The electric industry continues to face a shortage of distribution transformers as a result of production not keeping pace with demand. A survey by the American Public Power Association revealed that many utilities have low levels of emergency stocks that are used for responding to natural disasters and catastrophic events. Asset sharing programs used by utilities provide visibility and voluntary equipment sharing to maximize resources; however, electricity customers may experience delayed restoration of power following storms as crews must work to obtain new equipment. New efficiency standards for distribution transformers proposed by the U.S. Department of Energy could further exacerbate the transformer supply shortages.
Supply chain issues present maintenance and summer preparedness challenges and are delaying some new resource additions.
Difficulties in obtaining sufficient labor, material, and equipment as a result of broad economic factors has affected preseason maintenance of transmission and generation facilities in North America. These supply chain issues have led some owners and operators to delay or cancel maintenance activities that are typically performed to ensure facilities are ready for summer conditions. Additionally, GOs in some areas that were preparing to interconnect new generation are facing delays that will prevent some from being available to meet expected peak summer demand.
Winter precipitation is expected to improve the water supply for hydro generation in parts of the U.S. West, but low water levels on major reservoirs remain a concern for electricity generation.
Significant amounts of rainfall and high elevation snow are expected to help replenish reservoirs and maintain river flows that provide energy for most of California’s hydroelectric facilities. However, reservoirs at the largest hydro facilities in the U.S. West, including Washington’s Grand Coulee Dam and the Hoover Dam on the Arizona-Nevada border, remain at historic low levels, potentially limiting hydroelectric energy output. Power from these plants is used throughout the U.S. Western Interconnection.

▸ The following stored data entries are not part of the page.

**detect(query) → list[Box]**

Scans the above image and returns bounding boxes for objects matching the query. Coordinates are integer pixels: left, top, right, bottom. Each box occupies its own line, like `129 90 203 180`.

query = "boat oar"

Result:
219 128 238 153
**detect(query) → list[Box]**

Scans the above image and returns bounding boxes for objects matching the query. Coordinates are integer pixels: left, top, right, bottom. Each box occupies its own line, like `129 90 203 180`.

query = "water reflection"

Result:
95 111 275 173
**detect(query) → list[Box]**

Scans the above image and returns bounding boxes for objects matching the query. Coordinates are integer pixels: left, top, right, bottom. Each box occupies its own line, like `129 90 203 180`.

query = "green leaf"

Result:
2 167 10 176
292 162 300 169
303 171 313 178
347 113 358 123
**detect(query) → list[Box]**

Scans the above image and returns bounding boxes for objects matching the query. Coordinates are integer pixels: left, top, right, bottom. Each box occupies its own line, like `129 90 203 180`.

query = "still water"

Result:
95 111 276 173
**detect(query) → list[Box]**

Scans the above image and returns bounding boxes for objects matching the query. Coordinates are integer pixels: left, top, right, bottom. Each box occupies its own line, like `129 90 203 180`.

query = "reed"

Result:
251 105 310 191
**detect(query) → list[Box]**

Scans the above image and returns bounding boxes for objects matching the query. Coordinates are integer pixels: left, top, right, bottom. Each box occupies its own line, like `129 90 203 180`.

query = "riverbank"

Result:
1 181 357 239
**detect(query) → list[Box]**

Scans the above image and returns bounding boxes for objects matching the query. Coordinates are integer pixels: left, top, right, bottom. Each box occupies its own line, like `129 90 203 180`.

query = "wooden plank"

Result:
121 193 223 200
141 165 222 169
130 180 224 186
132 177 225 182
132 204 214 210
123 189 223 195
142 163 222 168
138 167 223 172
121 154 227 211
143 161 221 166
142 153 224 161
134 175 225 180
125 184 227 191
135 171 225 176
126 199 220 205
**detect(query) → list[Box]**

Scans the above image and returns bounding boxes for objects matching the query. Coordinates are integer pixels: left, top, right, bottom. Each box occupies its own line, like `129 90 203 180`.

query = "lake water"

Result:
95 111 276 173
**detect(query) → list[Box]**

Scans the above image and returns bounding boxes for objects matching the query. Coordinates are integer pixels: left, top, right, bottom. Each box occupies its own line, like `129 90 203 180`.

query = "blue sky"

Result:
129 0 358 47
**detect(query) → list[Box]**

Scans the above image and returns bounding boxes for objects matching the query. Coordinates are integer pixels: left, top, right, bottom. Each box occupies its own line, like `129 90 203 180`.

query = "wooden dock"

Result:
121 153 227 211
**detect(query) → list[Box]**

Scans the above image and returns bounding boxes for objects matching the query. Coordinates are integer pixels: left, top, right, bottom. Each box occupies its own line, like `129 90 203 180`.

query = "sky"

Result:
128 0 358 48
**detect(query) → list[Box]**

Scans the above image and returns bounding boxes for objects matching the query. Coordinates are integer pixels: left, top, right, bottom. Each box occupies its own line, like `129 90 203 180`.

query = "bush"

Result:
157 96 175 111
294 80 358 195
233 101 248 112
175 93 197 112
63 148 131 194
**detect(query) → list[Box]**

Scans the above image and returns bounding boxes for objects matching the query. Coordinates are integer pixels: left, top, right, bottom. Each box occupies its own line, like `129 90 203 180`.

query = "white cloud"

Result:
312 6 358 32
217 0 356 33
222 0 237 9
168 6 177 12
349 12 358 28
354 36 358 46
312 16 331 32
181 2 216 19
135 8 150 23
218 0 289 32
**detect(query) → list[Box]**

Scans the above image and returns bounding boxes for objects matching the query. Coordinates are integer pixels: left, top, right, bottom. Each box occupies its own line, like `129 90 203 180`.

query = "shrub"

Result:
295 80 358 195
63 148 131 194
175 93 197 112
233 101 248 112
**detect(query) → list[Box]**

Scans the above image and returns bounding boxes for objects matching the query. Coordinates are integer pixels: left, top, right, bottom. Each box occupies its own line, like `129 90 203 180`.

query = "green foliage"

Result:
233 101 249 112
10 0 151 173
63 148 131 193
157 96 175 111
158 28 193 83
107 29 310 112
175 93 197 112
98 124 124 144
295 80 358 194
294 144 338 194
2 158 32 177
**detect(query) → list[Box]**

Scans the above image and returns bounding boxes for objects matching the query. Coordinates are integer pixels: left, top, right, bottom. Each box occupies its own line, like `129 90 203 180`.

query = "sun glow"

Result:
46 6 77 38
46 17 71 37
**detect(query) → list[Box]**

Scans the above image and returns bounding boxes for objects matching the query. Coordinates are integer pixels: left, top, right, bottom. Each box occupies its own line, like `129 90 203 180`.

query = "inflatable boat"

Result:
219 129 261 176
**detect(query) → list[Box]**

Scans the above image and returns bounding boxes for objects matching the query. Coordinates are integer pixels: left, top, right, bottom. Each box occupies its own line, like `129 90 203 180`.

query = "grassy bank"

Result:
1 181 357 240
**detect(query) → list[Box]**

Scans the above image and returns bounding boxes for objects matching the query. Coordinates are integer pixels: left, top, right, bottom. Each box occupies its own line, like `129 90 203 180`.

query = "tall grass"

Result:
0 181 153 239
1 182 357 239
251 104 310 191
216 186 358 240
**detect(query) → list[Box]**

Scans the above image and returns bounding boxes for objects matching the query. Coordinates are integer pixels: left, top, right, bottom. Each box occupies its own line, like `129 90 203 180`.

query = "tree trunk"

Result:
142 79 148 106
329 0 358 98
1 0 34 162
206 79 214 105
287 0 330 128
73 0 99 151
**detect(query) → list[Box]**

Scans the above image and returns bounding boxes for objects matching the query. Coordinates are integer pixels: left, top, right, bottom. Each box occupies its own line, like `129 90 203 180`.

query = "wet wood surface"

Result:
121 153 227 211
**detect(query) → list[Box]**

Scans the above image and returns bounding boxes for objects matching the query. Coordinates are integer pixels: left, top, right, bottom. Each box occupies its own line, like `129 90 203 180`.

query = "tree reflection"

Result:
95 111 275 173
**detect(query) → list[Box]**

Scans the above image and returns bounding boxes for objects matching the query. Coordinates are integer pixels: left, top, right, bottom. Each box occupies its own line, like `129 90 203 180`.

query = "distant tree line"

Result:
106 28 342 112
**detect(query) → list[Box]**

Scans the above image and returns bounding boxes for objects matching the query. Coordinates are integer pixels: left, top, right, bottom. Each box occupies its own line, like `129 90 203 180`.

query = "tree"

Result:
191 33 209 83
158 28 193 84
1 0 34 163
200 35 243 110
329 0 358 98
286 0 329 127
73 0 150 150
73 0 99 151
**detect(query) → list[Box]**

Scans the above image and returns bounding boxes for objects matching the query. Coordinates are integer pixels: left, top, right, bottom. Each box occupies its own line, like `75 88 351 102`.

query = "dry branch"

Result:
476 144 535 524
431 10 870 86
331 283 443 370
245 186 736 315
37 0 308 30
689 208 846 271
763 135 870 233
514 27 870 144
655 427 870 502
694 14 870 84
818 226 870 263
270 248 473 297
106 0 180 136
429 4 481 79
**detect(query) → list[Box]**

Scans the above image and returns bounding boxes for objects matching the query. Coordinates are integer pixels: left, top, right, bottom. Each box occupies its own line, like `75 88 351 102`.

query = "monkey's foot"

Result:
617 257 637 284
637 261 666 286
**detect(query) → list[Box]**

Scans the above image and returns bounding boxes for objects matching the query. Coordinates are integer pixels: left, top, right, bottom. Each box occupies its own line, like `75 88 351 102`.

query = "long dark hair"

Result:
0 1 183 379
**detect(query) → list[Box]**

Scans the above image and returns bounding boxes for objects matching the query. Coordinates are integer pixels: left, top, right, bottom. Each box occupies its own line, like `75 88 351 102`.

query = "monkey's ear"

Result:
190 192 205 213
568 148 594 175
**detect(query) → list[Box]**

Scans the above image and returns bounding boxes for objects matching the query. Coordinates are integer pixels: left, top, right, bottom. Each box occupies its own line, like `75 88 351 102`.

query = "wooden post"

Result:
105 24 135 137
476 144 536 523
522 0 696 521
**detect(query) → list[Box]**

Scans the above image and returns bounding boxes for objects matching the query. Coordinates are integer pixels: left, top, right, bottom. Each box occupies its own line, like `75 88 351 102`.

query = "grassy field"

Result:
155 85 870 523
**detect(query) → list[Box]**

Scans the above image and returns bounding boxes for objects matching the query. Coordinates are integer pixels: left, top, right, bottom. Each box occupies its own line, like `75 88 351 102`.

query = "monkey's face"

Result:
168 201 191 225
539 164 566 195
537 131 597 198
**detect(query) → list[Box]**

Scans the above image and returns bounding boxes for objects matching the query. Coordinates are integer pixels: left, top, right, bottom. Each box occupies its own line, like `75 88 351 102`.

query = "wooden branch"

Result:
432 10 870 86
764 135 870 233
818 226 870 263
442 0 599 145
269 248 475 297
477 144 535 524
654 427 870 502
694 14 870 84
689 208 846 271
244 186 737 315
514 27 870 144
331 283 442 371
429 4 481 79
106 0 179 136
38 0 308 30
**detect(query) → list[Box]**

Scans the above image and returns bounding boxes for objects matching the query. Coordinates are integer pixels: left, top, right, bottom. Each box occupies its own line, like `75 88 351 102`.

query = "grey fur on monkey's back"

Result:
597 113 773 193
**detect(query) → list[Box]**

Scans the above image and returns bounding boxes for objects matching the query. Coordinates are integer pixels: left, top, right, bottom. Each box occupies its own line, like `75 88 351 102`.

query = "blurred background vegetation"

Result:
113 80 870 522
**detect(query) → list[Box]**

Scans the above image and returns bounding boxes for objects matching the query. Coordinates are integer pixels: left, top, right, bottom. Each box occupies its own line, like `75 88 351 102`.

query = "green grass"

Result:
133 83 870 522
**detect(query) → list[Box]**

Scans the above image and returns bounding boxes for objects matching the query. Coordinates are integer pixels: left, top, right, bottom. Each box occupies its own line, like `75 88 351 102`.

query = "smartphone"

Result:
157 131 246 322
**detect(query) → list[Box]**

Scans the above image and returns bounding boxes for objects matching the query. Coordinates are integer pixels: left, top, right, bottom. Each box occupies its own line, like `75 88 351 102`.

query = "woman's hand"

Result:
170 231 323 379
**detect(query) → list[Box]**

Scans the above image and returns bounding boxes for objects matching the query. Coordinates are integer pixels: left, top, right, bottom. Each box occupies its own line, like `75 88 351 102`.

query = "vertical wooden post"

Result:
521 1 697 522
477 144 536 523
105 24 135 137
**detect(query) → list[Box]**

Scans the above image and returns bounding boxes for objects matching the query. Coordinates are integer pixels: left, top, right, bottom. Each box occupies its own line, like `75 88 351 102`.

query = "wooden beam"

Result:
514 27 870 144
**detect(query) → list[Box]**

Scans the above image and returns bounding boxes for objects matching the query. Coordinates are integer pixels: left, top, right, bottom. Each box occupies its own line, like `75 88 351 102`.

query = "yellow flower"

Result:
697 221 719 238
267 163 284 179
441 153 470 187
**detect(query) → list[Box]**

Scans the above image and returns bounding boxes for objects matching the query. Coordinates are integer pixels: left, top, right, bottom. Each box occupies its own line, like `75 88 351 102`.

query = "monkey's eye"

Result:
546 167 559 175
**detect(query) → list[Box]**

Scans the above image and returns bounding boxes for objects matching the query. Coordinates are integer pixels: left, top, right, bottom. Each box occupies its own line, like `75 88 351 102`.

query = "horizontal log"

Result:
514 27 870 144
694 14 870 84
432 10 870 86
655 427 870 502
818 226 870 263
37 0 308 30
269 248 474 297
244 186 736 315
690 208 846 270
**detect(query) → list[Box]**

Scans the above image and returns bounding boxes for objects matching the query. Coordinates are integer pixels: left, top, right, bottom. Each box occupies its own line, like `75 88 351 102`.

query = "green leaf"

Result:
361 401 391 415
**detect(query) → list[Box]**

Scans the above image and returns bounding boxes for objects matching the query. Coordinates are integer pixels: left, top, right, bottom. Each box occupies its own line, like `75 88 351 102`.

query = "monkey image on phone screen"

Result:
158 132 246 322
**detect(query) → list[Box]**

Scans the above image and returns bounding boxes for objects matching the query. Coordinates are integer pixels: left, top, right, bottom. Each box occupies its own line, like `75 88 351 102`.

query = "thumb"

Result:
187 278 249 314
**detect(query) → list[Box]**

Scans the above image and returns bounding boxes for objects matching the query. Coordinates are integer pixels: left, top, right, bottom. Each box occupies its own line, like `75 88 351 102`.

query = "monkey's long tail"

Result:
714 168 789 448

In addition to the risk items identified in the Key Findings, resource outages will continue to present challenges in many areas during “near-peak” demand conditions that occur in spring and fall.
Many parts of North America experience elevated temperatures that extend beyond the summer (June–September) months into periods when BPS equipment owners and operators historically scheduled outages for maintenance. Increasingly, BAs are facing resource constrained periods during shoulder months as unseasonable temperatures coincide with generator unavailability. Careful attention to long-term weather forecasts and the potential for unusual heat patterns in the shoulder months is important to inform the need for more conservative outage coordination periods.
Summer Temperature and Drought Forecasts
Peak electricity demand in most areas is directly influenced by temperature. Weather officials are expecting above normal temperatures for much of the United States while Canada is largely expected to see normal or below-normal average temperatures. In addition, drought conditions continue across much of the western half of North America, resulting in unique challenges to area electricity supplies and potential impacts on demand.
Assessment area load forecasts account for many years of historical demand data, often up to 30 years, to predict summer peak demand and prepare for more extreme conditions. Above average seasonal temperatures can contribute to high peak demand as well as an increase in forced outages for generation and some BPS equipment. Effective preseason maintenance and preparations are particularly important to BPS reliability in severe or prolonged periods of above-normal temperatures.